Love is a source of joy in this plot. The story begins with wedding preparation. Theseus confesses he won her love through a sword, but he will love her differently (A Midsummer Night’s Dream 3). Because of his happiness, Theseus orders the commoners to stage a play for entertainment (A Midsummer Night’s Dream 3).
His joy and satisfactions causes him to give Hermia enough time to think about her actions instead of judging harshly. Hermia and Lysander are happy just loving each other. When Lysander discloses a possibility of leaving Athens, Hermia gets excited. Although their plan does not run smoothly, Hermia and Lysander enjoy a happy ending. In addition, Demetrius learns to love Helena and the people of Athens witness three weddings. King Oberon after tricking Titania and the four lovers with a love spells finds fulfillment in Titania.

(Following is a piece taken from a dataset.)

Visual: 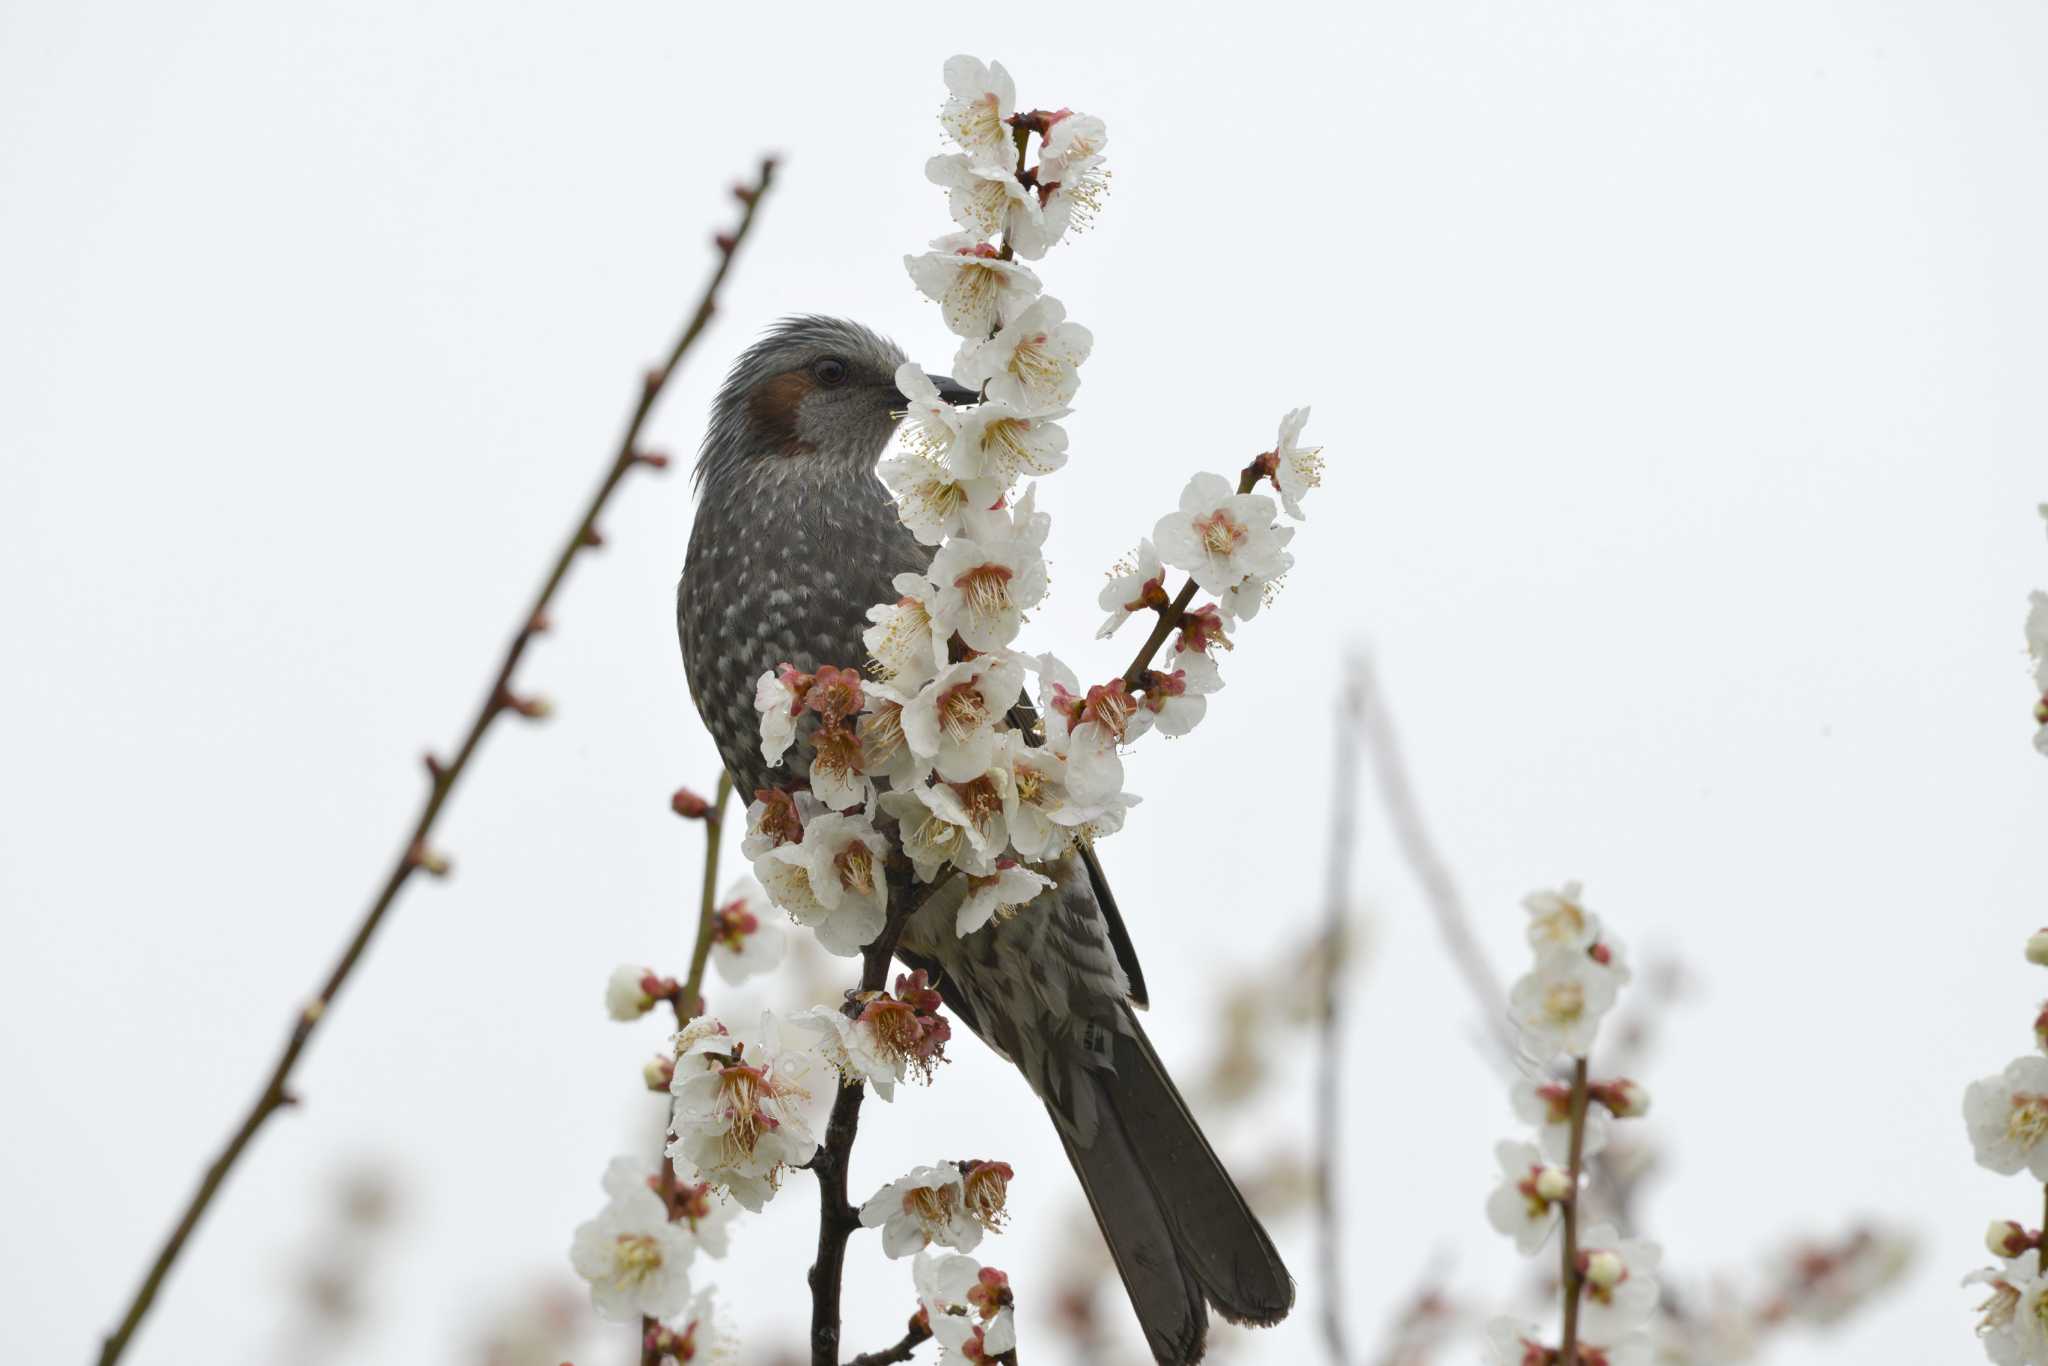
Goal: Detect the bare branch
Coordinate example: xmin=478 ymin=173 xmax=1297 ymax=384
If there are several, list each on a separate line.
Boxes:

Love as a source of pain and suffering in “A Midsummer Night’s Dream”
Love is the source of pain and suffering in “A Midsummer Night’s Dream”. As the story begins, King Oberon and Queen Titania love is the source of their suffering. (A Midsummer Night’s Dream 20) The two parties are at war because Titania refuses to release the Indian boy to Oberon. She is disgusted with him for coercing her to comply. She declares “I have forsworn his bed and company” (A Midsummer Night’s Dream 20).

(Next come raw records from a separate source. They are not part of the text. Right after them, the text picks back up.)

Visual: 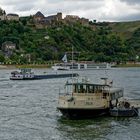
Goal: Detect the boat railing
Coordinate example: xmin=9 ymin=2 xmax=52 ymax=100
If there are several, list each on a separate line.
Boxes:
xmin=133 ymin=108 xmax=139 ymax=116
xmin=59 ymin=91 xmax=73 ymax=96
xmin=58 ymin=86 xmax=73 ymax=96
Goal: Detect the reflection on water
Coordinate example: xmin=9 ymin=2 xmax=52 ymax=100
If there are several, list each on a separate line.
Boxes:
xmin=0 ymin=68 xmax=139 ymax=140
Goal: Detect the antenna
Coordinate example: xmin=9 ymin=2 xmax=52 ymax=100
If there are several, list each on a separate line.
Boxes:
xmin=72 ymin=45 xmax=74 ymax=78
xmin=72 ymin=46 xmax=74 ymax=67
xmin=72 ymin=45 xmax=74 ymax=96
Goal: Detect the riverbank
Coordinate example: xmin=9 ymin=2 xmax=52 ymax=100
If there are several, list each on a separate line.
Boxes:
xmin=114 ymin=63 xmax=140 ymax=67
xmin=1 ymin=63 xmax=140 ymax=69
xmin=0 ymin=64 xmax=50 ymax=69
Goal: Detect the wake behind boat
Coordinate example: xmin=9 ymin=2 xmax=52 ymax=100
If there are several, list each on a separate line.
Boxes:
xmin=10 ymin=68 xmax=79 ymax=80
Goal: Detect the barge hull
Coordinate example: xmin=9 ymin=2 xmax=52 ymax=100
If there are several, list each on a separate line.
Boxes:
xmin=35 ymin=73 xmax=78 ymax=79
xmin=110 ymin=108 xmax=138 ymax=117
xmin=10 ymin=73 xmax=78 ymax=80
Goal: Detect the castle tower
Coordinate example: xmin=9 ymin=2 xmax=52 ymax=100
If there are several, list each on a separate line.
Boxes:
xmin=0 ymin=8 xmax=6 ymax=20
xmin=57 ymin=12 xmax=62 ymax=20
xmin=33 ymin=11 xmax=45 ymax=22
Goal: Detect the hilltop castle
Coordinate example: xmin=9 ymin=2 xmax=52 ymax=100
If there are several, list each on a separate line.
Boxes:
xmin=0 ymin=7 xmax=89 ymax=28
xmin=0 ymin=7 xmax=19 ymax=21
xmin=33 ymin=11 xmax=89 ymax=28
xmin=33 ymin=11 xmax=62 ymax=28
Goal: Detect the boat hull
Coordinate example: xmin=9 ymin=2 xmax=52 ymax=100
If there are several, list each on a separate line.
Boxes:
xmin=10 ymin=73 xmax=79 ymax=80
xmin=110 ymin=108 xmax=139 ymax=117
xmin=58 ymin=108 xmax=109 ymax=119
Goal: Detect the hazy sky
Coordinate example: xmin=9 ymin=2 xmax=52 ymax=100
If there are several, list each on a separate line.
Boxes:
xmin=0 ymin=0 xmax=140 ymax=21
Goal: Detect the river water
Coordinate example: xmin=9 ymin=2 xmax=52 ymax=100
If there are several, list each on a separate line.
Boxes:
xmin=0 ymin=68 xmax=140 ymax=140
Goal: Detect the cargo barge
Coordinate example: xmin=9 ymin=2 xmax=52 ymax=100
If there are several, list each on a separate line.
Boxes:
xmin=10 ymin=68 xmax=78 ymax=80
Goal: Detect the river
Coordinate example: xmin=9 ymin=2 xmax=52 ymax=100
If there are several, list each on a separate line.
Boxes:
xmin=0 ymin=68 xmax=140 ymax=140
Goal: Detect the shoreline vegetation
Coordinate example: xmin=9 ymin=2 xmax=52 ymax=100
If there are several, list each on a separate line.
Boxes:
xmin=0 ymin=20 xmax=140 ymax=65
xmin=1 ymin=63 xmax=140 ymax=69
xmin=0 ymin=64 xmax=51 ymax=69
xmin=114 ymin=63 xmax=140 ymax=68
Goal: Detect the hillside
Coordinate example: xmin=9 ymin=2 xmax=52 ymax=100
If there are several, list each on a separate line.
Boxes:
xmin=0 ymin=19 xmax=140 ymax=64
xmin=109 ymin=20 xmax=140 ymax=39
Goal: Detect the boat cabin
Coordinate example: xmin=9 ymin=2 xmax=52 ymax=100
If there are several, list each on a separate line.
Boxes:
xmin=20 ymin=68 xmax=33 ymax=74
xmin=10 ymin=68 xmax=35 ymax=80
xmin=64 ymin=82 xmax=123 ymax=101
xmin=58 ymin=79 xmax=124 ymax=118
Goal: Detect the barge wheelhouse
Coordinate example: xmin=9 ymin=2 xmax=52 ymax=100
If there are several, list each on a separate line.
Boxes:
xmin=10 ymin=68 xmax=35 ymax=80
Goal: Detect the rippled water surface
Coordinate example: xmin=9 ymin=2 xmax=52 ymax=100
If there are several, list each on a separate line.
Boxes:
xmin=0 ymin=68 xmax=140 ymax=140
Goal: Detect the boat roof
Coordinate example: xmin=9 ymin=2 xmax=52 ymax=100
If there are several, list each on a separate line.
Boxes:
xmin=66 ymin=82 xmax=123 ymax=92
xmin=20 ymin=68 xmax=31 ymax=70
xmin=66 ymin=82 xmax=110 ymax=87
xmin=11 ymin=71 xmax=19 ymax=74
xmin=103 ymin=87 xmax=123 ymax=93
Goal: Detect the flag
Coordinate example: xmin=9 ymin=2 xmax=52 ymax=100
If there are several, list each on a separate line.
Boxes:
xmin=109 ymin=80 xmax=113 ymax=85
xmin=62 ymin=54 xmax=67 ymax=63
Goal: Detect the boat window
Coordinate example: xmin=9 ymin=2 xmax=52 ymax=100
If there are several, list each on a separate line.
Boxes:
xmin=65 ymin=85 xmax=73 ymax=94
xmin=95 ymin=86 xmax=103 ymax=93
xmin=86 ymin=85 xmax=90 ymax=93
xmin=103 ymin=93 xmax=107 ymax=99
xmin=77 ymin=85 xmax=86 ymax=93
xmin=86 ymin=85 xmax=94 ymax=93
xmin=110 ymin=91 xmax=123 ymax=100
xmin=111 ymin=93 xmax=115 ymax=100
xmin=83 ymin=85 xmax=86 ymax=93
xmin=73 ymin=85 xmax=78 ymax=93
xmin=94 ymin=86 xmax=98 ymax=93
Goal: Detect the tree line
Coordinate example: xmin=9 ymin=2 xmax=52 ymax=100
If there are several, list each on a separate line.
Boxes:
xmin=0 ymin=19 xmax=139 ymax=64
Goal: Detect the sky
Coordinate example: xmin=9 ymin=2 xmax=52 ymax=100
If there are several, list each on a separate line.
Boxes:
xmin=0 ymin=0 xmax=140 ymax=22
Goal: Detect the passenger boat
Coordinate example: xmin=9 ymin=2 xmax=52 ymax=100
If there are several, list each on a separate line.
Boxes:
xmin=52 ymin=54 xmax=70 ymax=71
xmin=10 ymin=68 xmax=79 ymax=80
xmin=57 ymin=78 xmax=124 ymax=119
xmin=52 ymin=53 xmax=111 ymax=70
xmin=52 ymin=64 xmax=70 ymax=71
xmin=52 ymin=62 xmax=111 ymax=70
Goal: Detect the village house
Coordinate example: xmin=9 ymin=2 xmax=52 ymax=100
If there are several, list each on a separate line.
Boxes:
xmin=7 ymin=13 xmax=19 ymax=21
xmin=1 ymin=41 xmax=16 ymax=57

Consequently, Oberon sends one of his attendants, Puck to find a flower known as love-in- idleness. If this flower is rubbed on a person’s eyelids, the person will fall in love with the first living creature he sets his eyes on. Oberon intends to use this flower on Titania because she refuses to comply with his wishes. It is clear in this story love causes suffering because Oberon loves Titania yet, he desires to seek revenge over an Indian boy. His desire to have a knight outweighs his affections for Titania to a point he harms her.
Similarly, Hermia and Lysander are suffering because of their love for each other. Hermia desires to marry Lysander but Hermia’s father; Egeus forbids the union (A Midsummer Night’s Dream 5). According to the law of the land, the father has a right to choose a spouse for his daughter.
The penalty for non compliance is death or confinement to a nunnery for life. In this story, Egeus believes his daughter has been bewitched by Lysander into selecting him for a husband. He accuses her before Thesius and demands for her punishment if she continues to disobey.
Love is the source of suffering for Hermia who wishes to be with Lysander but, is being forced to marry Demetrius. Hermia declares Athens was paradise before she met Lysander and she wonders what grace Lysander has “that he hath turn’d a heaven unto hell” (A Midsummer Night’s Dream 10). On the other hand, Demetrius claims to love Hermia even though he is ready to see her executed for choosing Lysander.
Another source of disharmony in a love is relationship is portrayed in the romantic situation between Helena and Demetrius (A Midsummer Night’s Dream 10). Helena feels affection for Demetrius, and Demetrius is attracted to Hermia. This means the two men are fighting for the affection Hermia, while Helena is lonely. Helena’s love for Demetrius brings unhappiness because he rejects her. Helena is constantly complaining about his rejection.
She says “the more I love, the more he hateth me” (A Midsummer Night’s Dream 10). As Hermia and Lysander are planning to elope, they see Helena complaining about her affections for Demetrius and confide in her. They hope that she will be happy with Hermia out of the picture (A Midsummer Night’s Dream 14). However, Helena’s affections for Demetrius cause her to betray Hermia and Lysander by revealing their plans to elope. Helena hopes her show of loyalty will make Demetrius fall in love with her again.
In this story, the love is confusing. This confusion brings potent pain and suffering. Initially, Demetrius is attracted to Helena but, after she meets Hermia her affection change. Helena feels dejected by this turn of events. Later, as Lysander and Hermia try to escape, Puck makes a mistake and places the magic juice on Lysander’s eyelids. The first person Lysander sees when he wakes up is Helena, and he falls in love with her (A Midsummer Night’s Dream 55).
Instead of eloping, Lysander turns his attention on Helena. Lysander’s lack of interest hurts Hermia. She holds Demetrius responsible for Lysander’s departure. On realizing that Punk made a mistake, Oberon squeezes the magic portion on Demetrius. Upon waking up, Demetrius falls in love with Helena. Now both men try to win Helena’s heart. Hermia is distressed by the sudden change in Lysander. Similarly, Helena is hurt because she believes the two men are tricking her.
Hermia attacks Helena and blames her for her suffering (A Midsummer Night’s Dream 65). The confusion that arises because of the magic spell stirs up rage in this story. After witnessing the suffering of the lovers, Oberon corrects his mistake, and the love story ends happily. In this story, the course of love faces trials and temptation. Lysander says “the course of true love never did run smoothly” (A Midsummer Night’s Dream 8).
Shakespeare, William. Romeo & Juliet. Oxford: Clarendon Press, 1958. Print.
— A Midsummer Night’s Dream. Sydney: HowYouWant.com, 2008. Print.